Breaking Barriers: The Best of AI Research in 2023
Lidia Opuchlik
12/25/202311 min read


This is a summary of the State of AI Report 2023 (which is another great summary). To make it simple, the article is written in the form of bullet points. It's a much shorter version than the original 162-slide long report. Some concepts are simplified. This is my interpretation of the original report, so some mistakes can drop in. If anything seems unclear, go to the original work here.
A few points about this year's report:
Some new contributors: Nathan Benaich (old) and Air Street Capital team (2 more people)
The State of AI Report is now in its sixth year
The report should be treated as a compilation of the most interesting things (for the authors - a subjective judgment)
It covers fields like research, industry, politics, safety, and predictions and describes the most important insights in each of them
Research
technology breakthroughs
These are subjective, according to my judgment, the most interesting insights from research:
introduction of GPT-4
by OpenAI
better than any human (in specific tasks)
better than other LLMs
multimodal (GPT-3 was text-only)
trained on text and images
slightly over 8k tokens of input size available for the user (in the beginning)
reported that it was trained on 13 trillion tokens
trained using RLHF (reinforcement learning from human feedback - - RLHF requires hiring humans to evaluate and rank model outputs, and then models their preferences.
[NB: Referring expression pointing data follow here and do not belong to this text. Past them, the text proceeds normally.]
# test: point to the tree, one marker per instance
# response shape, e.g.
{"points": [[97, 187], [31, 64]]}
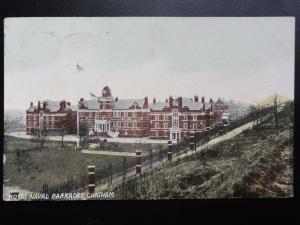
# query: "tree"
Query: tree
{"points": [[63, 127], [275, 110], [83, 131]]}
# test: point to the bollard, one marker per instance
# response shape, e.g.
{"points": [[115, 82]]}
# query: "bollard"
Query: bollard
{"points": [[138, 166], [170, 147], [14, 195], [91, 179], [191, 142]]}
This makes this technique hard, expensive, and biased)
passed SAT, GRE, Uniform Bar exam (law), LeetCode questions, medical exams etc. with high scores
- paid
- suffers from hallucinations
- no technical report, documentation - technical details withheld from external publication (Meta revealed the model weights and details for not open-source LLaMa-1) <-- research this more before publishing cause from the report the actual state who did what and when and why was unclear
LLaMa-2 model
July '23 - the release of a commercially useable model - almost anyone can use it commercially
similar to LLaMa-1 but further fine-tuned using instruction tuning and RLHF
optimized for dialogue-like conversations
corpus for pre-training - 2 trillion tokens
fine - tunned on public datasets and also vendor-based (ca. 25k high-quality) annotations
competitive with ChatGPT except for coding
LLaMa - aims to use smaller models with longer context, better datasets
LLMs and diffusion models help in molecular biology and drug discovery
multimodality is hype - connecting text, vision, code, robotics together, etc.
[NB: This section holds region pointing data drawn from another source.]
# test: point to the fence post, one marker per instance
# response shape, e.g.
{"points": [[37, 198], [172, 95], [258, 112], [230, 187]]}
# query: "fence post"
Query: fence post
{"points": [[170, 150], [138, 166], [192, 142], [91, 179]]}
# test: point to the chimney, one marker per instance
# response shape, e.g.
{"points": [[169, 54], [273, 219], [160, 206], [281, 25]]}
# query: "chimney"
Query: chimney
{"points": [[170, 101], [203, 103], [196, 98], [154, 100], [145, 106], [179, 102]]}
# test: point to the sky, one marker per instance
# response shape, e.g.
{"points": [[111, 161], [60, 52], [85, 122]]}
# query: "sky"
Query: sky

a huge emphasis is put on how to efficiently train LLM models, how to diminish inputs from humans in the training, lower the cost, speed up, and not lose accuracy <-- numerous companies and universities are working on finding scalable alternatives to RLHF
context length is a very important part of the research - it's one of the factors based on which the models are ranked; some findings:
the longer the context, the worse the performance of the model;
models' performance works better when the relevant info is given in the beginning or at the end of the context but not in the middle
longer context requires higher memory demands, bigger datasets, and changes in the architecture of the model to ensure performance
are we running out of human-generated data?
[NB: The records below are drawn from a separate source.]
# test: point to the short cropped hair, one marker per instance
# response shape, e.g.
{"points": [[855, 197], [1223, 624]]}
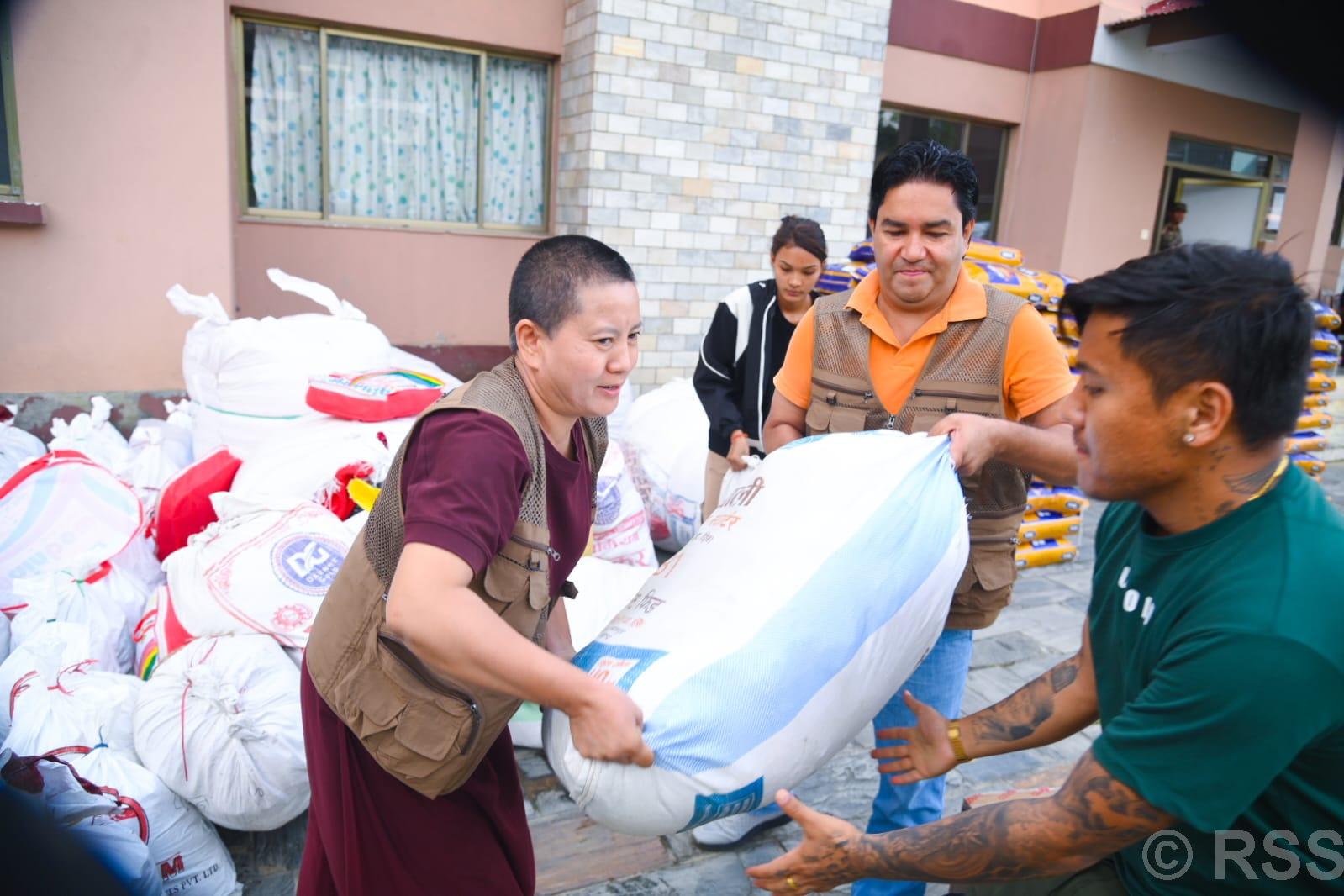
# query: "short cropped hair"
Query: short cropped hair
{"points": [[930, 163], [547, 280], [1207, 312], [803, 233]]}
the research from Epoch AI predicts that “we will have exhausted the stock of low-quality language data by 2030 to 2050, high-quality language data before 2026, and vision data by 2030 to 2060.” LLMs can be also trained on AI-generated data but in some cases AI-generated data makes the models forget; training on synthetic data can make the model collapse
distinguishing between real and fake (AI-generated) content - idea to "watermark" the AI-generated content with some pattern unrecognizable for humans; for images - a watermark in some pixels (SynthID - DeepMind)
overtraining causes overfitting - 1,2 epochs of training on the same data are sufficient
the leader for generating code is GPT-4
the quality of prompts matters a lot in task performance (concepts: Chain of Thought, Tree of Thought, Graph of Thought); optimized prompts outperform human prompts by a significant margin
the first-time win of a robot in competitive sports - Swift - an autonomous system races drones better than human champions based on onboard sensors and computation
text-to-video race continues - high-resolution video (up to 1280 x 2048) can be generated with a latent diffusion model; also masked generative video transformer models are used to perform text-to-video
text-to-image - improvements in image generation with text-guided semantic editing - e.g. replacing sunflowers with roses in the "Sunflowers" painting by van Gogh
better and longer-ranged weather forecasting using NowcastNet nonlinear model using physical first principles together with statistical-learning methods. It outperforms other models in 71% of cases
music - the quality of controlled music generation increased significantly; "Riffusion" - music spectrograms converted to audio --> image-to-audio
designing diverse functional proteins from simple molecular specifications using diffusion models - de novo protein engineering; RFDiffusion model can produce backbone designs for protein monomers, protein binders, symmetric oligomers, enzyme active site scaffolding, and more. As I'm a chemist by my primary education field, this one is especially close to my heart.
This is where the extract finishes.